I have to thank my cousin Linda for re-introducing me to Anne Fadiman’s book Ex Libris. I picked it up when it was first published 20 years ago and I was moving too fast to take it in. I’m in exactly the right place now to appreciate her exquisite sensibility.

Faidman_ExLibrisAnne Fadiman loves words and language and books and has a way of making what’s fascinating to her fascinating to us as well. Did you ever know you cared about Arctic exploration or William Kunstler’s bad sonnets? Trust me, you will.

Fadiman comes from an uber-literary family. Every Sunday night they gathered around the TV for G.E. College Bowl and Fadiman U, as they called themselves, won almost every time. Just like your family and mine … not. When she was four, she “liked to build castles with [her] father’s pocket-sized, twenty-two volume set of Trollope.” Me too, said no one.

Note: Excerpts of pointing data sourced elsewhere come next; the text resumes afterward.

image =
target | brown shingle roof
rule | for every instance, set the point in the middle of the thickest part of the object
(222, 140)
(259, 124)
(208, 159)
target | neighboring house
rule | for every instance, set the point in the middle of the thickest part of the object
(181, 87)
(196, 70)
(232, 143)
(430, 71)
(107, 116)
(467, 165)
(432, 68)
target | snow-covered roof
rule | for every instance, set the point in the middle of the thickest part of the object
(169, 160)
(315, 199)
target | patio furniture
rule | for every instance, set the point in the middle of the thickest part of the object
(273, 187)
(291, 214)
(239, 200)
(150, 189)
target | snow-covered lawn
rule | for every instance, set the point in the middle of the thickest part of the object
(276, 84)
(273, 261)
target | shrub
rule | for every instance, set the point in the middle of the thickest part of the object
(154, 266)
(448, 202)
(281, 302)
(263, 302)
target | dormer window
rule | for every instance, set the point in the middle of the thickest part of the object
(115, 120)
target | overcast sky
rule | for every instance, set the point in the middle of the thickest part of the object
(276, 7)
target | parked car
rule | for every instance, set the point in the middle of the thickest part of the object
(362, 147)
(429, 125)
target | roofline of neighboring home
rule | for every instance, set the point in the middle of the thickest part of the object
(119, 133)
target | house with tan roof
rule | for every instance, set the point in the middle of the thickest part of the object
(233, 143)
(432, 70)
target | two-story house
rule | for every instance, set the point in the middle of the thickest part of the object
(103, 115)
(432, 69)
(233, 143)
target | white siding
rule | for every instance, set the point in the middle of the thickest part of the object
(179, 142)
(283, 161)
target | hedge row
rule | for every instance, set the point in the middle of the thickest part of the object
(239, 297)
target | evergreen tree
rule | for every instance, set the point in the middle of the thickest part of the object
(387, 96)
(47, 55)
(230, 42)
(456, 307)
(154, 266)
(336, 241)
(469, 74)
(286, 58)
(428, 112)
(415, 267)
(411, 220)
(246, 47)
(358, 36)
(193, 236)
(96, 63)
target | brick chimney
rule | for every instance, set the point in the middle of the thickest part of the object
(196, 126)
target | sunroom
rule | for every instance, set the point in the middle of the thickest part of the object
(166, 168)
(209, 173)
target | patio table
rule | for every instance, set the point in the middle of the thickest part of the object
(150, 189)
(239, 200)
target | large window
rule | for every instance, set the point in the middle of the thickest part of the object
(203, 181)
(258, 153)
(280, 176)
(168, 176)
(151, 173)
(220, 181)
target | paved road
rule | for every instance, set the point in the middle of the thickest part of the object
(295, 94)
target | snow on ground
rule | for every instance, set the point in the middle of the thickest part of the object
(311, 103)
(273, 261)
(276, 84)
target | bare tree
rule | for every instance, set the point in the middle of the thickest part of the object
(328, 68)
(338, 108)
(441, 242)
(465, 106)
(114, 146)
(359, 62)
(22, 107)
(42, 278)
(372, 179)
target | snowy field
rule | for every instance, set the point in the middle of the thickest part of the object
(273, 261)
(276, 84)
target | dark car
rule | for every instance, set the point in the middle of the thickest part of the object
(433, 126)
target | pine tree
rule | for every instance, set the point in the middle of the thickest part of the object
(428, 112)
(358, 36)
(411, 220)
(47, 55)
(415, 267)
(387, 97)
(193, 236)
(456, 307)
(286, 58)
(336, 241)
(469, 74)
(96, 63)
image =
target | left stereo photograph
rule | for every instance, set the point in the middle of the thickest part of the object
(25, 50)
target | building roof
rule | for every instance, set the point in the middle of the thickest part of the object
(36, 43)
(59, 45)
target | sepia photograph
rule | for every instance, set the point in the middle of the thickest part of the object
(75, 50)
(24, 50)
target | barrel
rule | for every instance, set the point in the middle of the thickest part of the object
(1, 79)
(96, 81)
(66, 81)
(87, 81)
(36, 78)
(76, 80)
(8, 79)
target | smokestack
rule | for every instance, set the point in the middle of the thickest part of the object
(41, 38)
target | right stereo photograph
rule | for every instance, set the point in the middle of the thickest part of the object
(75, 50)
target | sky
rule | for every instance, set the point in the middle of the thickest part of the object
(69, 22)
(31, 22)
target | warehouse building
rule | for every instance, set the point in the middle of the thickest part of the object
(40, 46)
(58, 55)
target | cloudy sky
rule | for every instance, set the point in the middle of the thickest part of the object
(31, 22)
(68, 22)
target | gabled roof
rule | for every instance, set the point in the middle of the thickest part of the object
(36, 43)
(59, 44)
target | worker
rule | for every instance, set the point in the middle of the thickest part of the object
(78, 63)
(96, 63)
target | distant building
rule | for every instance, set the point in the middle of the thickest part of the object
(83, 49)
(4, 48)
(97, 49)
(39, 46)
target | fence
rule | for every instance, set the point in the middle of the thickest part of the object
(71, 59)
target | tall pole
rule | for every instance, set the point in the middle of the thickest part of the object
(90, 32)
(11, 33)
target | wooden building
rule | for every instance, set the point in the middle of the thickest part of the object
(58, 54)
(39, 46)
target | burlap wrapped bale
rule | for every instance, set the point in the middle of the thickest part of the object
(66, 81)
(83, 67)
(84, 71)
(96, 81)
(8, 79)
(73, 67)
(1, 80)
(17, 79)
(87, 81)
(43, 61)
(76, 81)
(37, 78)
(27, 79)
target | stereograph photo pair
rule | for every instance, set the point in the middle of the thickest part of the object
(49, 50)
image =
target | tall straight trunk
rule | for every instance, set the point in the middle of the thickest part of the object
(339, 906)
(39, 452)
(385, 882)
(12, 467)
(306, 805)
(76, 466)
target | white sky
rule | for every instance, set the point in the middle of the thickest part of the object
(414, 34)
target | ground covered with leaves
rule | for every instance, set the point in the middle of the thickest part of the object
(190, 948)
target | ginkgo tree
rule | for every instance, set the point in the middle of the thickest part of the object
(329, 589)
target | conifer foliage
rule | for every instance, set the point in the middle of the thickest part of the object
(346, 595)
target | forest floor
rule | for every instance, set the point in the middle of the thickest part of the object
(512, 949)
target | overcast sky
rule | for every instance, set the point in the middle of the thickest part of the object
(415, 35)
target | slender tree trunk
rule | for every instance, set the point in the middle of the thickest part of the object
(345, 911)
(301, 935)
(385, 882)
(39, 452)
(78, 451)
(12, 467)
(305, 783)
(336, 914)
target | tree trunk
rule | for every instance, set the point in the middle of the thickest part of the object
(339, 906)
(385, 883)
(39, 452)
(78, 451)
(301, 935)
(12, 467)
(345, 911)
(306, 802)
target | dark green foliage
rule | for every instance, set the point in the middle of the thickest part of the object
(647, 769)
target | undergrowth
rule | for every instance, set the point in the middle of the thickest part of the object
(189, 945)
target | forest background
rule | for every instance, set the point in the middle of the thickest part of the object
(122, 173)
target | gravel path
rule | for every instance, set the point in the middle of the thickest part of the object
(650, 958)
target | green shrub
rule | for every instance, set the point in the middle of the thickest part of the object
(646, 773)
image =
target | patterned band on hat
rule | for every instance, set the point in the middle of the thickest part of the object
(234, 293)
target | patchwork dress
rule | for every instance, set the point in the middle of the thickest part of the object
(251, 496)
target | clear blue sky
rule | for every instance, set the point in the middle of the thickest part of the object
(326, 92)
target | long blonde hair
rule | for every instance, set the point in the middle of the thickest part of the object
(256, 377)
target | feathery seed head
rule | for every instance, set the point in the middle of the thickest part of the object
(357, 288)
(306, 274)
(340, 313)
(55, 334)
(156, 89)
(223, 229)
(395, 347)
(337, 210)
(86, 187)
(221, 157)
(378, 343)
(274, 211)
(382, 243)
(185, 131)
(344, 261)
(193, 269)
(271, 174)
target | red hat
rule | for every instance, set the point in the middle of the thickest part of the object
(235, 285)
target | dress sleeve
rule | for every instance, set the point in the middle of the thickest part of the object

Fadmiman has a great sense of humor whether writing about the challenges of merging her library with her new husband’s, books about food (“My moist frequent response to gastronomic references in literature is an immediate urge to raid the refrigerator”), her compulsion to read anything (“I’d rather have a book but I’d settle for a set of Water Pik Instructions”), and the joys of what she calls “You-Are-There Reading,” reading books in the places they describe (e.g. Steinbeck on Cannery Row, John Wesley Powell in the Grand Canyon).

I know you’re a book lover because you’re reading this. You owe it to yourself to read this book. It’s an absolute delight. Thank you, Linda.